Search and Reunion - Thoughts on the Future
I just finished reading through this post at AdoptionTalk: "Find My Family" as Sensationalist Trash or Springboard for Discussion. It's about a new reality show that covers adoption search and reunion. The post discusses the potential reaction of children and what age would be most appropriate.
I had a lot of contradictory feelings when imagining whether Sunny should watch such a show at his current age. It's somewhat remote from his experience and it might not affect him at all. He knows his maternal bio family. He lived with his mother. He doesn't need to search or reunite, because we already have a relationship with them. But his mother passed away... and because of that, watching other adoptees reunite might feel like a punch in the stomach and a reminder of what's been taken from him. He's never going to see his mother again, at least walking this earth. I know this hurts him.
Sunny talks about it, but not often. We read a great book together once -- Everett Anderson's Goodbye -- a story about a son grieving for his dead father. It made him cry, and he told me he never wanted to read the book again because he didn't want to cry like that again. Every so often, he'll say "I miss Mommy __" or "I'll never get to see Mommy __ again." I'll just pat him on the back and say "I know you do," and talk about maybe visiting her grave the next time we visit, if he's up for it.
On the other hand, in the future, it might be useful for him to know about other kinds of adoptee narratives. Maybe the stories would fascinate him. Maybe they would bore him, since they tend to lack dinosaurs, robots or explosions.
Maybe these stories would make him think about his biological father... that's an area where I'm waiting (an active kind of waiting) for him to take the lead. I know, from talking to more maternal relatives, that his father is not quite as unsafe as the record indicated. I'm not going to pick up the phone and call him out of the blue, but I'll remind Sunny when he gets older that we can set up contact with his father.
We're not at that stage yet. We recently cleared a pretty important stage... he understands that his maternal uncle is his uncle and not his father, that his uncle is white and his father is black. I think he really knew this, but he didn't want to know it, so he obfuscated. He needed a lot of very gentle reminders. About a year's worth. Getting to see and play with his uncle on our latest visit finally clinched it.

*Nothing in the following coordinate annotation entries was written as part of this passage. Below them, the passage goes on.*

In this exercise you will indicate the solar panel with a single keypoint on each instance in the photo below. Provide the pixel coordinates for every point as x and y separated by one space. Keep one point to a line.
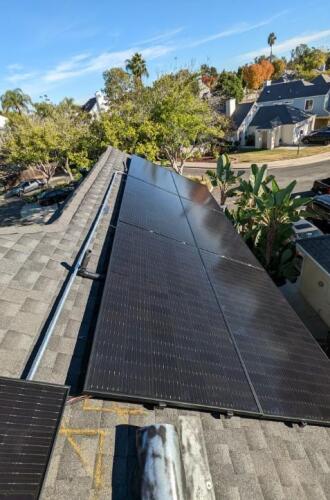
30 414
159 335
151 208
194 191
319 249
214 232
147 172
289 371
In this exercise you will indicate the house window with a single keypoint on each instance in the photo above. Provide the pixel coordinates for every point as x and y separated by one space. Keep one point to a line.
309 104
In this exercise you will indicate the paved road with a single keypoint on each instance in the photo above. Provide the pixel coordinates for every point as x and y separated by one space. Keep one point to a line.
304 174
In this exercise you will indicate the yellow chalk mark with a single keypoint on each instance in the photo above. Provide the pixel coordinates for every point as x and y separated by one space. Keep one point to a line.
120 411
95 473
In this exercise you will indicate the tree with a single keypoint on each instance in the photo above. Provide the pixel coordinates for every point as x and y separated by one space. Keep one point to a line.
117 84
279 68
253 76
229 85
32 142
137 67
184 122
256 74
264 217
224 178
271 41
15 101
267 69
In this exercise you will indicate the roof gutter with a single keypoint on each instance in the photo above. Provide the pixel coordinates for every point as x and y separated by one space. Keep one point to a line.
51 327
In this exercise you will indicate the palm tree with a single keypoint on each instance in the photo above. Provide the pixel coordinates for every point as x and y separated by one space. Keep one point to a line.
15 100
137 67
271 41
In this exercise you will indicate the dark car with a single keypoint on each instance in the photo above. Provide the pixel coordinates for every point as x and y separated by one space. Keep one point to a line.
54 196
319 211
321 136
322 186
25 187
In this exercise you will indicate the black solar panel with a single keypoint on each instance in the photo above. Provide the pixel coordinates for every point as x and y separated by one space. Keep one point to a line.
159 335
30 414
198 326
151 208
319 249
194 191
147 172
215 233
287 368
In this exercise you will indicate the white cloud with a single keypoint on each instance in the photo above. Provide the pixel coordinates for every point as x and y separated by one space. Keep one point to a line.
287 45
235 30
84 64
20 77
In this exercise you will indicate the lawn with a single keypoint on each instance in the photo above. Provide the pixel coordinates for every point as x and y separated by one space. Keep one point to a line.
265 155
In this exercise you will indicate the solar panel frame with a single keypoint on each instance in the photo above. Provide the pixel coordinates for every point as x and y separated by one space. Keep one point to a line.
214 232
149 207
151 345
27 406
152 174
273 342
194 191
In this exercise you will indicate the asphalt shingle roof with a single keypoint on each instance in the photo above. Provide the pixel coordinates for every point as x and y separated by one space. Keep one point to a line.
278 114
95 454
294 89
240 112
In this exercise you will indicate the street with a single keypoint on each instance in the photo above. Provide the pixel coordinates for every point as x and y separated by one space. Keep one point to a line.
303 174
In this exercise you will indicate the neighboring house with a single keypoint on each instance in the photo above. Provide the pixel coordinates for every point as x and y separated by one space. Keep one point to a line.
314 281
96 105
279 124
311 97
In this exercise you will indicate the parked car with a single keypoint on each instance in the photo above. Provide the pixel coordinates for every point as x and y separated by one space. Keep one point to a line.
25 187
54 196
321 136
322 186
319 211
305 229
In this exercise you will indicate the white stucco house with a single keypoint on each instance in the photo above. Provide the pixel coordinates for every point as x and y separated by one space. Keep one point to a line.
284 112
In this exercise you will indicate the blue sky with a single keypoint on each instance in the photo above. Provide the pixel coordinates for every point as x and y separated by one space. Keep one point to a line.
60 48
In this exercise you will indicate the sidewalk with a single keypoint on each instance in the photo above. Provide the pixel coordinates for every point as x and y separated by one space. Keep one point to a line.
307 160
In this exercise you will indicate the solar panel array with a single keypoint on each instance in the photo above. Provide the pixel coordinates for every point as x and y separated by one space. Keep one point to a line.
30 414
188 316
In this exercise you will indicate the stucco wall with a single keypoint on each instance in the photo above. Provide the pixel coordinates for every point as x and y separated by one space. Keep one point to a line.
314 285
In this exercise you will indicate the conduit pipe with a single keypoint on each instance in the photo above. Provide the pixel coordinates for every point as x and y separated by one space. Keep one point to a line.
43 346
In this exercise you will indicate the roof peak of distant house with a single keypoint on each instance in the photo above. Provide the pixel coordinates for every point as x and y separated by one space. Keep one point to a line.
278 114
292 89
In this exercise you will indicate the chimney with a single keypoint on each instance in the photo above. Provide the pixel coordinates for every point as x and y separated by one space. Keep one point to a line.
230 106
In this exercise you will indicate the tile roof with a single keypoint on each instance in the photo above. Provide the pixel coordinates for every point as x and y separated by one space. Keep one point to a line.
294 89
278 114
95 454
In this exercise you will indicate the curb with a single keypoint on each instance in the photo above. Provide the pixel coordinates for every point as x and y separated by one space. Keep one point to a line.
70 207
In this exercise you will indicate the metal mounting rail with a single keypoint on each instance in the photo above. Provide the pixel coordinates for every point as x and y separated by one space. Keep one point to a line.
50 329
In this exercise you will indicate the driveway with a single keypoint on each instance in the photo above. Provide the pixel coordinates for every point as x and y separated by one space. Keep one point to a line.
304 174
14 211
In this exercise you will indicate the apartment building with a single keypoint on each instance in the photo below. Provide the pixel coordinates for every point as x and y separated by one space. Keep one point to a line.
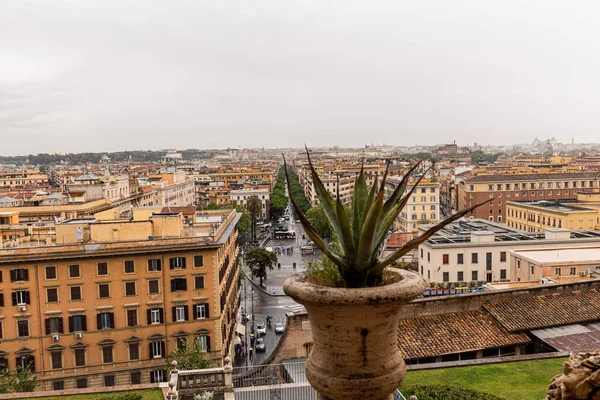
423 206
478 250
113 188
452 153
231 177
554 263
332 182
14 179
105 303
581 212
242 196
501 188
172 189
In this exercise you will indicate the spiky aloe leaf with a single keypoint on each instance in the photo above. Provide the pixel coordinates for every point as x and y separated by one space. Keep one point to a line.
381 264
368 203
311 231
386 223
359 197
391 202
366 251
326 200
346 239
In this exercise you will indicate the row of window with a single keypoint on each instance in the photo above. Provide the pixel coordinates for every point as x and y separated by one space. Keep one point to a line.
102 268
424 199
557 271
22 297
156 349
414 217
106 320
474 276
538 185
474 258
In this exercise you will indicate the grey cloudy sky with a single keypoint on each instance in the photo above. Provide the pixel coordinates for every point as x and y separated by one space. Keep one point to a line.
79 75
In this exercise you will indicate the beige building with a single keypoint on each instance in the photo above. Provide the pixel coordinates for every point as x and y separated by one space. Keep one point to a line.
330 181
103 304
478 251
13 179
172 189
581 212
520 185
242 196
423 206
538 264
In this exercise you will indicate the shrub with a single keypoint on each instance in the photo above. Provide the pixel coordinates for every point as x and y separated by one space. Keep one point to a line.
446 392
126 396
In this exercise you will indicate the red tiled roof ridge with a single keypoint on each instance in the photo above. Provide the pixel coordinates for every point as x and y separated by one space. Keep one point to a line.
544 311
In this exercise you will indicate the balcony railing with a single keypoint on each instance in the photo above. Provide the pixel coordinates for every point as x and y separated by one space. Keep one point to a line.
262 382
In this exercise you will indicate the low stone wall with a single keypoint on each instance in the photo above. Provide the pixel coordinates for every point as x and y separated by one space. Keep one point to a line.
490 360
110 389
297 340
473 301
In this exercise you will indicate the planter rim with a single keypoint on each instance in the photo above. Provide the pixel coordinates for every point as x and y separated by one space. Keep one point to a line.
408 287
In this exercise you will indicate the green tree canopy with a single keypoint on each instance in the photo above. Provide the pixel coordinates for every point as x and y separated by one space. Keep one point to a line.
316 216
191 356
446 392
245 223
279 200
258 260
18 381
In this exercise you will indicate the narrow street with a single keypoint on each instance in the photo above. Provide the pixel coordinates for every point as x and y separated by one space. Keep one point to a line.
272 300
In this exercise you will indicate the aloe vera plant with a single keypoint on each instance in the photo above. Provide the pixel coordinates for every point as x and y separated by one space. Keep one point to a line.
361 236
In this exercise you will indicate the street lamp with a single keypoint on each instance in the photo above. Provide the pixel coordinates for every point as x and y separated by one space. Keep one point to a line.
252 292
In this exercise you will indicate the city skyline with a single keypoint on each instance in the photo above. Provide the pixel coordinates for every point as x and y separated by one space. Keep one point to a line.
82 77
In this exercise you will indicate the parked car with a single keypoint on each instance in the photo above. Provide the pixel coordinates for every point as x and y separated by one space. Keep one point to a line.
261 329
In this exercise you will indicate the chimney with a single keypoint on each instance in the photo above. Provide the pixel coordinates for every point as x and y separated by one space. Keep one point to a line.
482 237
557 234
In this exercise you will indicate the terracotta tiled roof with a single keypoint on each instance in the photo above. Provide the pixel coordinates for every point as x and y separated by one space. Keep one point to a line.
187 210
453 333
532 177
397 239
522 314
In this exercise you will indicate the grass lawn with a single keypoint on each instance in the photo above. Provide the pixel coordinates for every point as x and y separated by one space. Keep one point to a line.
149 394
524 380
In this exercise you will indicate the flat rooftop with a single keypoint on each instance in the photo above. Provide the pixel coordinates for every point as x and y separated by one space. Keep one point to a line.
581 255
465 226
555 205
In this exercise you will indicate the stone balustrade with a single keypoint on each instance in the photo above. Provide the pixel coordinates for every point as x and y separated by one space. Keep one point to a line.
192 382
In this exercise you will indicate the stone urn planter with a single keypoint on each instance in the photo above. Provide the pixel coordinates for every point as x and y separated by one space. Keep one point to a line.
355 351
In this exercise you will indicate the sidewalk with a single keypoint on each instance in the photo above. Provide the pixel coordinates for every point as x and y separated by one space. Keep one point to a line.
277 276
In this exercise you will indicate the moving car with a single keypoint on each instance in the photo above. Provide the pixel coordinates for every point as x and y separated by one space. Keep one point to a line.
279 328
261 329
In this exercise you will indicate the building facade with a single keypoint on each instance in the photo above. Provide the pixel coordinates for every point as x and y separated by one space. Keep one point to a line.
107 307
479 252
242 196
581 212
539 264
423 206
498 189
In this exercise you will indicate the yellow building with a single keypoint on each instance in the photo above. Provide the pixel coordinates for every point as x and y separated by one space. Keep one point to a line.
536 216
105 303
423 206
19 178
537 264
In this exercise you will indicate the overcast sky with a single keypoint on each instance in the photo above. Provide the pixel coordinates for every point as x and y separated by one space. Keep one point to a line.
105 75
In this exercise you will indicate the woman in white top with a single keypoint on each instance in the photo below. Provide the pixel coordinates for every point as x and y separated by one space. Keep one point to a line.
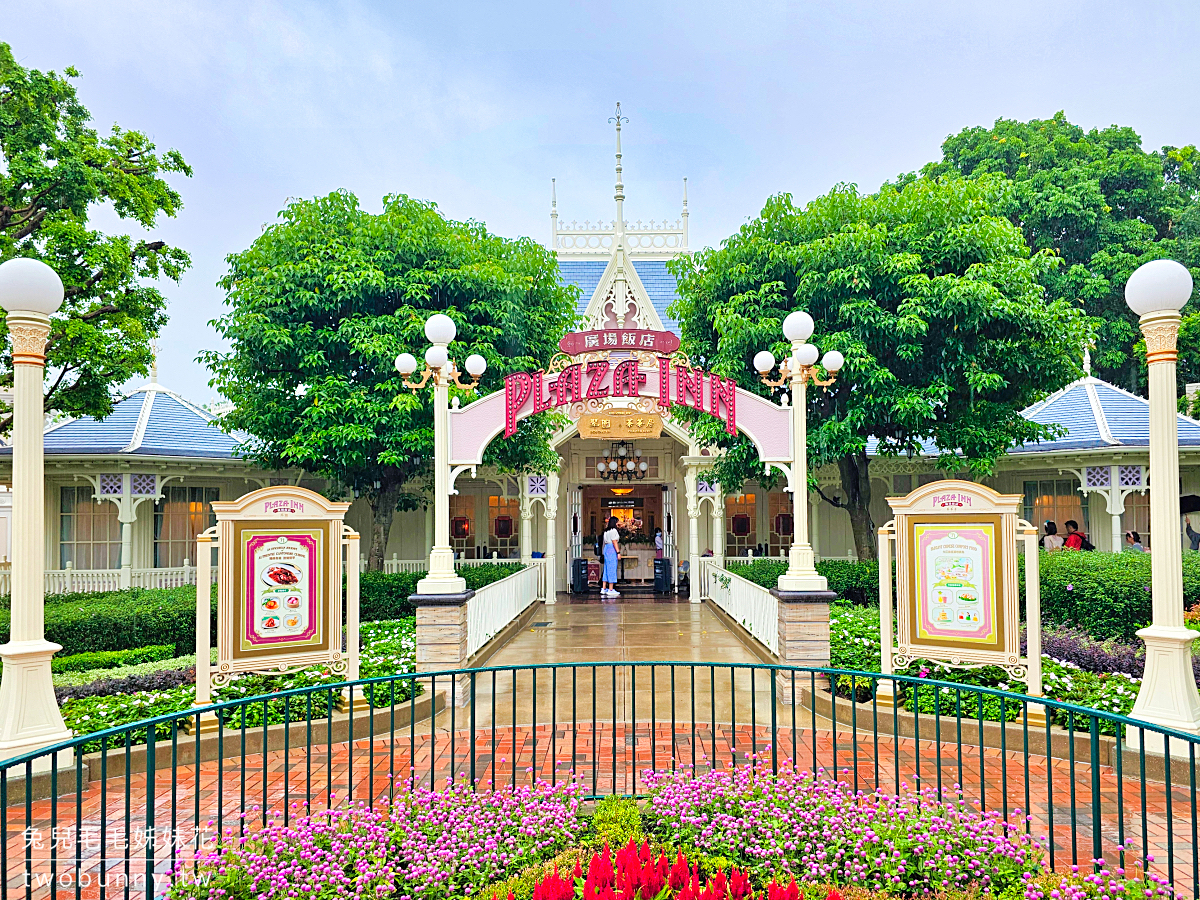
611 555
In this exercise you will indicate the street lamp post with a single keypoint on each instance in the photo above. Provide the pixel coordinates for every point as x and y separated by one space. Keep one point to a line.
29 714
441 330
798 371
1168 696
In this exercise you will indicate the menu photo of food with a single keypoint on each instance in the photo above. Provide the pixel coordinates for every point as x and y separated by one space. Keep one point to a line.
281 588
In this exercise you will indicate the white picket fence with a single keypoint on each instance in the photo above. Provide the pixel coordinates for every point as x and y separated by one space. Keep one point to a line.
497 604
70 580
748 604
419 565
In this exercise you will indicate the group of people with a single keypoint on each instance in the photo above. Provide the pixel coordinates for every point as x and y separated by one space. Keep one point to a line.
1077 540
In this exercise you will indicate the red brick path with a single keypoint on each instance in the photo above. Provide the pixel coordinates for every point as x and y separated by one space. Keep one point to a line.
42 839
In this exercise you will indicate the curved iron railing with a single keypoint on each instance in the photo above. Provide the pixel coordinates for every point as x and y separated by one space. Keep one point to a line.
103 815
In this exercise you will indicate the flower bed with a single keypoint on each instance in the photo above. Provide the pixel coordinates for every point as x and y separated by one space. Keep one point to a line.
732 834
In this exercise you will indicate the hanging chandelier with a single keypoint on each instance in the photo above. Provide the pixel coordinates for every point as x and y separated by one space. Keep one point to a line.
622 461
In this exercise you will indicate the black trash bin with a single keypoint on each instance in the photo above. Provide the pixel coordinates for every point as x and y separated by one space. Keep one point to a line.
663 583
580 576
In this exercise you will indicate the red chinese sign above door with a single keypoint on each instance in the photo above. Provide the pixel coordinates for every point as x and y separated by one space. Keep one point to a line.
618 339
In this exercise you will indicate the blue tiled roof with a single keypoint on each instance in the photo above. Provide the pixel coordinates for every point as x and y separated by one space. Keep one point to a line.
585 274
661 287
1096 415
151 421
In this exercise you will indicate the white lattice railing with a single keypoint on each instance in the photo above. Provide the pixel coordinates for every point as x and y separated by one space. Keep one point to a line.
497 604
419 565
748 604
69 581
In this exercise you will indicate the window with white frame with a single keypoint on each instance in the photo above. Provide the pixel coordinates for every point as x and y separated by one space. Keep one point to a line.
179 516
89 532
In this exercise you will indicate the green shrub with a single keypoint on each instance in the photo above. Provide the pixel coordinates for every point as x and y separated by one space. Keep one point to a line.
112 659
850 579
383 597
1108 595
616 821
121 619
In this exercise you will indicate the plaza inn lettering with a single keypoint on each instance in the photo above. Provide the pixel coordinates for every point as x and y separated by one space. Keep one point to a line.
600 379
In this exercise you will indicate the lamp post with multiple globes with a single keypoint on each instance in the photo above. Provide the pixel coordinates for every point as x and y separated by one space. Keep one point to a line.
441 330
29 714
1168 696
799 371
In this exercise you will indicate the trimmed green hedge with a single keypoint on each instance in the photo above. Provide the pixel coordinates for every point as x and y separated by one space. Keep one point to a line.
1108 595
136 618
1105 594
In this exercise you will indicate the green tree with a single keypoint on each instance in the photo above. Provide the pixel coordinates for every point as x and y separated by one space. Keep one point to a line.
1101 202
321 305
53 171
931 295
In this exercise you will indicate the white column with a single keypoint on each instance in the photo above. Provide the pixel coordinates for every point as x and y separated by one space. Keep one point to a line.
802 571
1168 695
550 510
29 713
442 577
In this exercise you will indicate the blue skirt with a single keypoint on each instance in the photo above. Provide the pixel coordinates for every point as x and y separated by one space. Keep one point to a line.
610 564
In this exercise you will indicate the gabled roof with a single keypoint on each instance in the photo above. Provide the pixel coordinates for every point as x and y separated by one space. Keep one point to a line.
1098 415
150 421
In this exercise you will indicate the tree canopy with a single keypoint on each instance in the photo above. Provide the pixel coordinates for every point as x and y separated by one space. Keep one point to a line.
54 169
324 300
1101 202
933 297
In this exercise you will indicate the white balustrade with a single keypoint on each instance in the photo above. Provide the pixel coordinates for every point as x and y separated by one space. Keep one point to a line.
748 604
497 604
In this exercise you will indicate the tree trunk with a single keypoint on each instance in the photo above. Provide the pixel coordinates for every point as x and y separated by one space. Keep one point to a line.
383 509
856 481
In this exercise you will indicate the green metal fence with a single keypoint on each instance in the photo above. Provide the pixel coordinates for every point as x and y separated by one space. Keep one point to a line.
113 814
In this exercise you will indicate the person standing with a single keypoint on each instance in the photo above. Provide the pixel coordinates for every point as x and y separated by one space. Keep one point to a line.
1051 539
611 556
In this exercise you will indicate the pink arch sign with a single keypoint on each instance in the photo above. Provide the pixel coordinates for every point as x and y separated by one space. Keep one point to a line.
474 426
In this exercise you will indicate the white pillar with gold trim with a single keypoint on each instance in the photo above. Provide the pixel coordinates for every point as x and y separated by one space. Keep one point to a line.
29 713
1168 695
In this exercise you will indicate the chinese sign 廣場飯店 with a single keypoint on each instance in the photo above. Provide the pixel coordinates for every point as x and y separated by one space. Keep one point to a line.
955 581
282 591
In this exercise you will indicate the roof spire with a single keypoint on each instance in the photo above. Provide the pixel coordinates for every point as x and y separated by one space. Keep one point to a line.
619 195
684 214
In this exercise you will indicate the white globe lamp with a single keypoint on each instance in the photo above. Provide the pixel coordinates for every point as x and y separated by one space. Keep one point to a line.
798 325
30 286
439 329
1158 286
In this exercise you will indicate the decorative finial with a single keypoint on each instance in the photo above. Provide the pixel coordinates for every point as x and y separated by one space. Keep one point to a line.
619 196
684 214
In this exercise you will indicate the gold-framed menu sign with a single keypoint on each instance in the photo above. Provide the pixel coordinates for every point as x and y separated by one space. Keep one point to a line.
955 582
279 587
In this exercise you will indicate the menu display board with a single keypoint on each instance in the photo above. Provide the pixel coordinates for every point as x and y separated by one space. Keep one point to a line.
282 600
955 580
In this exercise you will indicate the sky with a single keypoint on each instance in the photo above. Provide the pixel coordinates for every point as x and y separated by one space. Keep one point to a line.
477 106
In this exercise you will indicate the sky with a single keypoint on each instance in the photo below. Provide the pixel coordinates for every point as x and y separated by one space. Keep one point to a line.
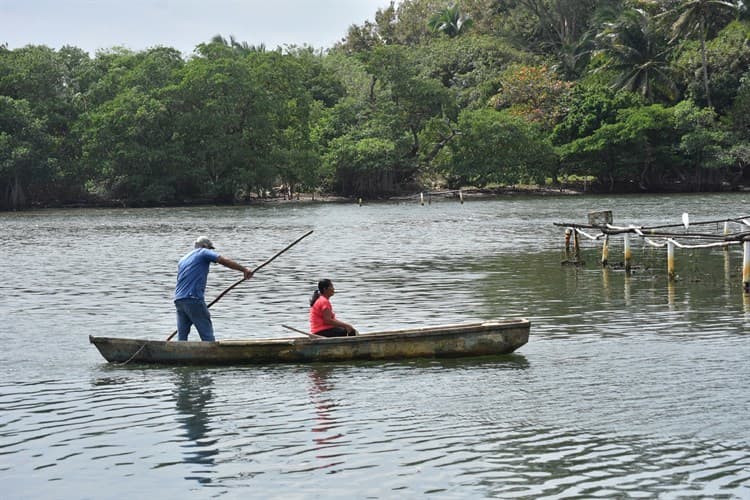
181 24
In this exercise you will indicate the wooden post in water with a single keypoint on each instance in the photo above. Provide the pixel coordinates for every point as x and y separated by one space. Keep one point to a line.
627 255
746 267
726 232
670 260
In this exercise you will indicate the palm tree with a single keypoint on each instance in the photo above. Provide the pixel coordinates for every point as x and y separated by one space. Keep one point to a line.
636 50
450 21
695 16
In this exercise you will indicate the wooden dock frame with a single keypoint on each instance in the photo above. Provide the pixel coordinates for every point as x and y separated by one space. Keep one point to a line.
667 235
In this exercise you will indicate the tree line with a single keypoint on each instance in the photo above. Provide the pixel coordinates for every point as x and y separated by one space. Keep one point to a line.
629 95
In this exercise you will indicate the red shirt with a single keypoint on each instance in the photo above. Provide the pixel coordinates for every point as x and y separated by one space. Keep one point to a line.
317 323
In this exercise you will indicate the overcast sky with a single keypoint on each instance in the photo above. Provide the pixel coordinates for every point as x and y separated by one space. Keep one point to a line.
181 24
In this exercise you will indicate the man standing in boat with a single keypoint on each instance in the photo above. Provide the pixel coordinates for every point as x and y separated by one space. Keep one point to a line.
189 293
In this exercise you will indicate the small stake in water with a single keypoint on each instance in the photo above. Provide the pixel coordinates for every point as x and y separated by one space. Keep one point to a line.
627 255
670 260
605 250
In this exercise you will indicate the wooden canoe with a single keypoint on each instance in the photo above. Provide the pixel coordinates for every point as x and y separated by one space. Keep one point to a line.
451 341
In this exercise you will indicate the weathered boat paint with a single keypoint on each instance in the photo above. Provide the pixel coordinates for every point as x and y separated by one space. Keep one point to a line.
473 339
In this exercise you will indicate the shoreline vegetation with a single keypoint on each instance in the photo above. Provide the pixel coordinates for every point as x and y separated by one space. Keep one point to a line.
425 197
633 96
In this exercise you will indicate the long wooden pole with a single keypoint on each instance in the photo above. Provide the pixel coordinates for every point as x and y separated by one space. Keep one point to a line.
233 285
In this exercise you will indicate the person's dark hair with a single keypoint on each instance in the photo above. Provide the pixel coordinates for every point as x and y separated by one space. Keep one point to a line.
323 285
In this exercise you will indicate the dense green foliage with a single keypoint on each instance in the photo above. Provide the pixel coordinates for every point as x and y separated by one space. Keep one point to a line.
631 95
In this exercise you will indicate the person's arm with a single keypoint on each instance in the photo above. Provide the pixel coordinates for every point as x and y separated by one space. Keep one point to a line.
237 267
329 320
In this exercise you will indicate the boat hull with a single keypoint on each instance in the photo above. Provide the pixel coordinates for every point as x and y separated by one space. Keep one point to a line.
451 341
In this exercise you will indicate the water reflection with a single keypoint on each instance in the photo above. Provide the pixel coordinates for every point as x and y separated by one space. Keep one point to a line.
325 430
193 395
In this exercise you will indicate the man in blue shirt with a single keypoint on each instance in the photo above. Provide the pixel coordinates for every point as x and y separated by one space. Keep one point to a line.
189 293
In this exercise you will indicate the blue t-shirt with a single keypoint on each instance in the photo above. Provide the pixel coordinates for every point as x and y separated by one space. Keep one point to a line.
192 273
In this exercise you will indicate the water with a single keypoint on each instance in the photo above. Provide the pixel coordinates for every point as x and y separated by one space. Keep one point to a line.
629 386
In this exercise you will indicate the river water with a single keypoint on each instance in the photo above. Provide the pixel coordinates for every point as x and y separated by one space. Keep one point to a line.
630 386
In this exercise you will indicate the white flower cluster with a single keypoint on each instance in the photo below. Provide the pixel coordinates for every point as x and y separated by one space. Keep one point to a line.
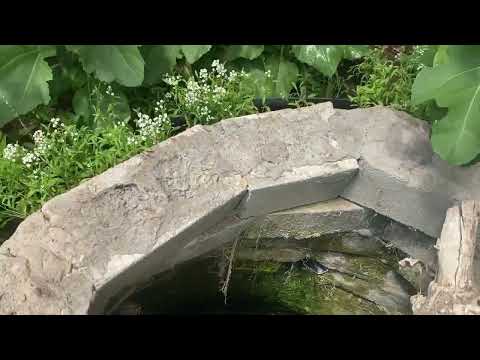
149 127
206 91
41 146
56 122
11 151
109 91
172 80
219 68
29 159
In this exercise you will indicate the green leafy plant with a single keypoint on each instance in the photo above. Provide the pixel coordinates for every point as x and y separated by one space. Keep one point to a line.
61 155
453 82
385 81
35 75
209 95
325 58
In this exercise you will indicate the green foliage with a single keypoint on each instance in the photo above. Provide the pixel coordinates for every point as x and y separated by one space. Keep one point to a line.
277 77
325 58
102 132
454 83
23 79
249 52
63 155
121 63
208 96
26 76
384 81
194 52
159 59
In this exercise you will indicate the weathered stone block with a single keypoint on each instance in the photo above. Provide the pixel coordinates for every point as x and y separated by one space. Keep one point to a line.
303 185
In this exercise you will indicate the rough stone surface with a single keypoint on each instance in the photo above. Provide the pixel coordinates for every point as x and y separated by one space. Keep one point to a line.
299 187
414 243
109 233
313 220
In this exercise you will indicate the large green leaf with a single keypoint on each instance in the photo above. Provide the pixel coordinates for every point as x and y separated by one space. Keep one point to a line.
283 75
194 52
325 58
121 63
68 74
159 59
23 79
454 85
249 52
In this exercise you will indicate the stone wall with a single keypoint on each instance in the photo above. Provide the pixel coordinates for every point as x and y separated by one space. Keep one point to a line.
87 249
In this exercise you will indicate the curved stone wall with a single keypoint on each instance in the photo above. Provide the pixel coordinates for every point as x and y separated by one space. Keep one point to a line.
92 246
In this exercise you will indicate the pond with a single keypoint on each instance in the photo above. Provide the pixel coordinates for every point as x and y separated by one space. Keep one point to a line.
362 279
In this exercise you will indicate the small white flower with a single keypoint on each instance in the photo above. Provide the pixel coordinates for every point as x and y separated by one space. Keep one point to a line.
56 123
29 159
109 91
11 151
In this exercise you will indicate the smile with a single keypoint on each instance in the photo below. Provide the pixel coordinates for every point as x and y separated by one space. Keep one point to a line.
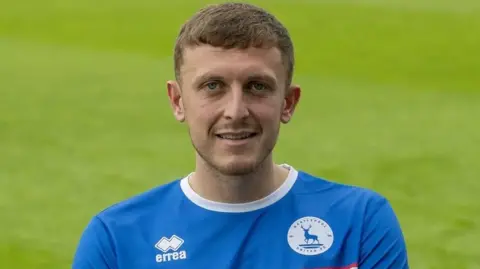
236 136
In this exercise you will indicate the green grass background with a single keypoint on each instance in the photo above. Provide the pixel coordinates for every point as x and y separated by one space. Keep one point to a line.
391 101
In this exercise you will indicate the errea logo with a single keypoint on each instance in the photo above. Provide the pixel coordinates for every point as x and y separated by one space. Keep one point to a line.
169 248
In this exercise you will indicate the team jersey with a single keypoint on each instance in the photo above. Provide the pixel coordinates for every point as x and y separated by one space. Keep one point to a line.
307 223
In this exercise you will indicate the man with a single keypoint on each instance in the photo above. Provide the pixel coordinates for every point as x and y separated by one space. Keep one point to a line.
238 209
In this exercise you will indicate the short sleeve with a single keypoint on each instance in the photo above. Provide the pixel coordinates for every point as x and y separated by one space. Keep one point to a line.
383 245
95 249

I don't think I'll be watching those shows myself. I hate to say it, but the thought makes me too sad. I can take a little bit of these stories, but not in concentrated multimedia doses. I would find myself thinking about my own lost relatives... the grandparents that died before I was born, whose deaths were inextricably linked to my father's adoption.
I also think the cultural practice of closed adoption with sealed records is deeply unnatural, a historical anomaly, and will hopefully disappear soon. In the future, we'll all have DNA fingerprints on file electronically (for good and for evil) and finding a relative will become just as easy as Googling... you'll just lick your iPhone or something and a list of everyone who shares your DNA will pop up.